(C.Bott.) “I sottoscritti cittadini, residenti e profondamente legati a Mandello Lario e a tutte le sue bellezze, intendono sottoporre alla vostra attenzione la situazione di degrado, ormai insostenibile, che sta colpendo l’area di piazza Approdo Mulini. Per chi è nato e cresciuto in questa zona, la piazza non è solo un punto sulla mappa, ma un pezzo di vita. È il luogo dove generazioni di mandellesi sono cresciute con un sacro rispetto per questo posto e queste acque, educati a considerare il lago non come una risorsa da sfruttare, ma come un bene di famiglia da proteggere e tramandare intatto”.

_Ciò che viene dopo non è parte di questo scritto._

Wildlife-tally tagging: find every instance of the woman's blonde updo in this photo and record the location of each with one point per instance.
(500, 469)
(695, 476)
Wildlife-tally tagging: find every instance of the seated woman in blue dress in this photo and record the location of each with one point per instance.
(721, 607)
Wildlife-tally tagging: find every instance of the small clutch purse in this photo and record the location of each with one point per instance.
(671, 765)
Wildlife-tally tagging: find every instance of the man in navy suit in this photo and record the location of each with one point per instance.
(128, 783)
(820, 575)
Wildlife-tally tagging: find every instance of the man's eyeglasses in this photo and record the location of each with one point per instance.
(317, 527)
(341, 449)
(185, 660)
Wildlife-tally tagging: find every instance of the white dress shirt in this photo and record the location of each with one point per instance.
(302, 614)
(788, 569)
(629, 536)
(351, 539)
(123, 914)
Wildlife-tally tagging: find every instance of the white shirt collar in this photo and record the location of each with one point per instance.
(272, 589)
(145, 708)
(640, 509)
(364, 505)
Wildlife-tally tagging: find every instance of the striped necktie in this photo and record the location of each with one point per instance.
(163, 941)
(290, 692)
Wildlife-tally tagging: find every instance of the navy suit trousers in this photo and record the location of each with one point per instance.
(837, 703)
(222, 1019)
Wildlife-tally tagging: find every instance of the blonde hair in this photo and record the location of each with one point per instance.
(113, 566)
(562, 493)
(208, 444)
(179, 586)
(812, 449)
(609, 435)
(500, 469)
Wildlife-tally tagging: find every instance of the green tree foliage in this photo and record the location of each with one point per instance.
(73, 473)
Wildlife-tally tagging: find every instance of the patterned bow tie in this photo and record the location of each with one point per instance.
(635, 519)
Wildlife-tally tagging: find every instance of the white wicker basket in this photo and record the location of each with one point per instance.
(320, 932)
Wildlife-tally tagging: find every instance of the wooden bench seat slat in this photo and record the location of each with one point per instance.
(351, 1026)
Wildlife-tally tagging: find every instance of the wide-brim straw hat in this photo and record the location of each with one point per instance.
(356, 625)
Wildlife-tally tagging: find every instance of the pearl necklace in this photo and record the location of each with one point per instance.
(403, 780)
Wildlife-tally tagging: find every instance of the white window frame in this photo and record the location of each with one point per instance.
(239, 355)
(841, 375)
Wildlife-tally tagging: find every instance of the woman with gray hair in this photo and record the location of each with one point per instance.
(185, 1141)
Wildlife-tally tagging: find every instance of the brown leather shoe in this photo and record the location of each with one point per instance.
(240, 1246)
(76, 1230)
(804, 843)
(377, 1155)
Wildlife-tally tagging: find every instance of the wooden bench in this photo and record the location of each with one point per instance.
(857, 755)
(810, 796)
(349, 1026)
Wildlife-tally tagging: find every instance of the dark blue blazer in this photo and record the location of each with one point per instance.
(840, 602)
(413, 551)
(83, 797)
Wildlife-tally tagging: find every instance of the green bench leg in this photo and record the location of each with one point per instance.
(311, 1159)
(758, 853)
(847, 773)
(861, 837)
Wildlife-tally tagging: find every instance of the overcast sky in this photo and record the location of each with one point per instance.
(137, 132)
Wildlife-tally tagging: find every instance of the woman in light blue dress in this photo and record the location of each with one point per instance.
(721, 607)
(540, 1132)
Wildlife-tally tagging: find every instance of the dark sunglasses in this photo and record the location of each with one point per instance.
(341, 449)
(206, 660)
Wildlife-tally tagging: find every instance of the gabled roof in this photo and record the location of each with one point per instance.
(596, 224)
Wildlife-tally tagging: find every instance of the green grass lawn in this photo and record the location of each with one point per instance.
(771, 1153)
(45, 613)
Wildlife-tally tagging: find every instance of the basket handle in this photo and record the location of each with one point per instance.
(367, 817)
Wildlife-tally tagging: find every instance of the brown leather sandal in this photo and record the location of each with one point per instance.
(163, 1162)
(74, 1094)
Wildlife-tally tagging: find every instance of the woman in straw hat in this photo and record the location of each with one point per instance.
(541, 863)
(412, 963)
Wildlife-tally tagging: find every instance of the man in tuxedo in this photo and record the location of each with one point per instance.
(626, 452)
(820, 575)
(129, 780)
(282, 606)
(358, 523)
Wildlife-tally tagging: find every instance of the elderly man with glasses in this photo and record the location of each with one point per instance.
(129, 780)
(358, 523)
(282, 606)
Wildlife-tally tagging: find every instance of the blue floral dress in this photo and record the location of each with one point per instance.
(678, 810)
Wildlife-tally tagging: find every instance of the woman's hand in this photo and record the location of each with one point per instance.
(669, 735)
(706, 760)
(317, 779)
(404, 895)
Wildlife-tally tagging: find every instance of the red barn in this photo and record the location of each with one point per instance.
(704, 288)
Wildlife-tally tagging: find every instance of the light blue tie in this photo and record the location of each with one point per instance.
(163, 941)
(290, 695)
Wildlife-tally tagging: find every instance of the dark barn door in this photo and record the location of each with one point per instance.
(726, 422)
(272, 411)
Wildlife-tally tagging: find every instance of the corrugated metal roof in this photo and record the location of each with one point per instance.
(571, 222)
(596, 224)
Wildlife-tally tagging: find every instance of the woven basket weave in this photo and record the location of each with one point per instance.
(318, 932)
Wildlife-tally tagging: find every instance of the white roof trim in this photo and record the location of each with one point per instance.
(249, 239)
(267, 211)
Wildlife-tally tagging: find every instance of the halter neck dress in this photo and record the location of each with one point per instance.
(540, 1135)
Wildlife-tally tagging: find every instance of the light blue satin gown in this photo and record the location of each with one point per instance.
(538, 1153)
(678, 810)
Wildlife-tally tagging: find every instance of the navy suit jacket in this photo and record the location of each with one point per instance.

Inizia così la petizione promossa da un gruppo di cittadini mandellesi per sollecitare il presidio, la sorveglianza e la tutela del molo e della spiaggia dei Mulini. Destinatari sono il sindaco di Mandello e il comando di Polizia locale.
A chiedere adeguati interventi per l’area in questione e a invitare i cittadini a sottoscrivere la petizione è la constatazione che “attualmente l’area si sta trasformando in una vera e propria discarica a cielo aperto”. “È stata constatata con frequenza allarmante la presenza di rifiuti abbandonati - vi si legge - e, fatto ancor più grave, il getto di calcinacci e scarti edili direttamente nelle acque del lago, con conseguente danno all’ecosistema lacustre locale, oltre che di immagine. Con l’arrivo della stagione turistica il problema rischia di degenerare definitivamente. Non possiamo accettare che l’invasione di persone prive di educazione e senso civico calpesti il nostro territorio, ignorando le regole base della convivenza e della tutela ambientale. La libertà di godere delle nostre bellezze non può e non deve diventare licenza di distruggerle”.
Quindi la richiesta all’amministrazione comunale di “aumentare la sorveglianza da parte della Polizia locale o di personale addetto, con particolare attenzione ai fine settimana e alle ore serali, specie durante il periodo estivo e nei fine settimana, per scoraggiare e sanzionare comportamenti incivili”.
Viene altresì chiesto di “attivare sistemi di videosorveglianza per identificare chi utilizza il lago come sversatoio di materiali inerti, di lanciare una campagna di sensibilizzazione mirata, che ricordi ai visitatori che piazza Approdo Mulini è un luogo di valore storico e affettivo e non una zona franca, di assicurare una costante pulizia dell’area e ripristinare il decoro della riva e dei fondali, restituendo ai cittadini un luogo sicuro che appartiene alla loro memoria collettiva, e di implementare una segnaletica chiara che richiami al rispetto dell’ambiente e indichi le sanzioni previste per i trasgressori”.
Infine l’ultima richiesta: “Non chiediamo soltanto ordine pubblico, chiediamo rispetto per ciò che amiamo. Mandello merita di essere protetta dall’arroganza di chi non sa guardare al nostro lago con gli occhi di chi lo abita da sempre”.
La petizione può essere firmata entro Pasqua presso il “Kikera Tobacco & Coffee” in via Volta, la Tabaccheria Redi in piazza Matilde Carcano e la Gelateria Costantin in piazza Italia.